Another problem is context. We’ve been dealing with political figures, like Todd Akin, who have been using an artificial hierarchy of wrongness of rape to argue for placing the blame for some rapes on women…on the victims. This is, as Dawkins would say, completely illogical, and I’m confident that Dawkins himself is not thinking that way. But people who have been threatened with rape know full well that the world is not logical — if it were, they wouldn’t be worried about other people violating their autonomy. Vulcans don’t rape, and rapists aren’t logical, so reducing a life-threatening issue to a simplistic logic problem is illegitimate, and we also know that irrational people will abuse any hierarchical ordering of crimes to justify policies that do great harm.

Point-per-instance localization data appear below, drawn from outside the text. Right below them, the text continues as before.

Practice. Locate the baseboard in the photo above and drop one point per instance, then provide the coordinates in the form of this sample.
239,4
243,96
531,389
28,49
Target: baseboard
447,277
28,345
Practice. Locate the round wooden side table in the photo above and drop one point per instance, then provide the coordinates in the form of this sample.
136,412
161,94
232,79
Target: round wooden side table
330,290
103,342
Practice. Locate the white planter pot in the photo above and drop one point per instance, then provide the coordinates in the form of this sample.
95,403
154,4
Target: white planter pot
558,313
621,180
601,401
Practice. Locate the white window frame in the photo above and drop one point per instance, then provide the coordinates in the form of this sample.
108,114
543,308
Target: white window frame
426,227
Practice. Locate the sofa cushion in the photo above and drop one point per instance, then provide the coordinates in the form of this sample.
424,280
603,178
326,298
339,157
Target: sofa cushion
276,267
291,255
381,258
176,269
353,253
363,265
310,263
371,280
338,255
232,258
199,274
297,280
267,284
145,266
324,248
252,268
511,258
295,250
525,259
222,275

Zero points to Team Dawkins on this issue. He hasn’t grasped the critics’ arguments at all, and is still hammering away with this irrelevant logic, logic, logic complaint.

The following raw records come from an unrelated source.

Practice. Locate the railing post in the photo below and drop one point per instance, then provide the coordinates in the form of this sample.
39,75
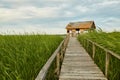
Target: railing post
93,49
58,63
107,63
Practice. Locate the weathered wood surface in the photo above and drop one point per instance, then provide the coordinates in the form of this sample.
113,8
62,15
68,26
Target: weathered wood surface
78,65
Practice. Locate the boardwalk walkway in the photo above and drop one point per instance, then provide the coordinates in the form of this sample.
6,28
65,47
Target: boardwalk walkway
78,65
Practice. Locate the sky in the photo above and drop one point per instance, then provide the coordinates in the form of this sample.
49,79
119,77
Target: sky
52,16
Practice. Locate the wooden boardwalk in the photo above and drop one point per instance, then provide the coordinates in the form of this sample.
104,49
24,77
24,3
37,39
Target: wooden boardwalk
78,65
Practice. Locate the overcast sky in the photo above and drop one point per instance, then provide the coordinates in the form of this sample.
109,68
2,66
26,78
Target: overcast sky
52,16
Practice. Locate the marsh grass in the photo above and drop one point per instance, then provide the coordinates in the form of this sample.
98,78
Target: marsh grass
110,41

One point for defining humanism as atheism plus an ethical stance, which is pretty much what Atheism Plus is all about.

One point, maybe, for clearly announcing that he is a feminist, and further declaring that it is self-evident that everyone should be a feminist. I reserve the right to adjust that score if he’s talking about a Christina Hoff Sommers kind of faux feminist.

Generally, it was a good talk with lots of red meat for the godless, but it had that big disappointing chunk in the middle where he addressed criticisms with misperceptions of the critiques.


~

*Curiously, we had an example of that in the Q&A. A fellow got up to the microphone and announced that he was a medic, and that genetic scientists had never considered the problem of the number of genes — that they used to think there were hundreds of thousands of genes (factually wrong: when I was a genetics student in the 70s, my prof, Larry Sandler, told us the best estimate was a few tens of thousands), and that we’d never dealt with the reduction in the number of genes in the HGP. There aren’t enough genes to make a human, he claimed. He was getting ranty, and couldn’t manage to state a question, so he was unsubtly dragged out of the building.

That was an appropriate response. I wonder if he’s at a pub somewhere right now, regaling the other patrons with a fanciful tale about how Dawkins was unable to process his logical argument, got all emotional, and had to silence him?